Berlin - In mehreren Interviews hatte Bundesbank-Chef Jens Weidmann seine Haltung gegen das geplante Aufkaufprogramm für Staatsanleihen südeuropäischer Schuldenländer verteidigt. Trotzdem soll er einem Bericht der "Bild"-Zeitung in den vergangenen Wochen mehrfach einen Rückzug von seinem Amt erwogen haben. Wie die Zeitung unter Berufung auf Finanzkreise berichtet, habe Weidmann einen solchen Schritt auch im engsten Kreis der Bundesbank-Spitze erörtert.

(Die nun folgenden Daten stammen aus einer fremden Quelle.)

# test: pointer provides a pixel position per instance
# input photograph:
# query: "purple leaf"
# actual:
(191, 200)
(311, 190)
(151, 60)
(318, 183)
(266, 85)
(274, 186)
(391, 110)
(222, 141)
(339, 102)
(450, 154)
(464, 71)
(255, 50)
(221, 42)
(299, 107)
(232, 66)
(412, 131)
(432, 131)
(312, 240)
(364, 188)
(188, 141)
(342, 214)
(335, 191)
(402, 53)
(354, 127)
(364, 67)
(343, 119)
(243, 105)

In den Interviews der vergangenen Wochen klang das anders. Auf die Frage, ob er - wie seine Vorgänger Axel Weber und Jürgen Stark - irgendwann zurücktreten werde, antwortete Weidmann dem SPIEGEL er könne seiner Aufgabe am besten gerecht werden, wenn er im Amt bleibe. Laut "Bild"-Zeitung habe die Bundesregierung intern auf sein Bleiben gedrungen. Inzwischen habe sich Weidmann auch vorerst gegen einen Rücktritt entschieden.
In der kommenden Woche wolle der Bundesbank-Chef im EZB-Rat gegen das geplante Aufkaufprogramm für Staatsanleihen kämpfen. Weidmann sei derzeit überzeugt, auf diesem Weg mehr für Euro-Stabilität und EZB-Unabhängigkeit erreichen zu können. Von der Bundesbank war zunächst keine Stellungnahme zu erhalten. Auch nach Informationen der Nachrichtenagentur Reuters hat Weidmann derzeit nicht vor, seinen Posten aufzugeben. Weidmanns Vorgänger Axel Weber war allerdings ebenso wie der deutsche Ex-Chefvolkswirt der EZB, Jürgen Stark, im Streit über den Kurs in der Krise zurückgetreten.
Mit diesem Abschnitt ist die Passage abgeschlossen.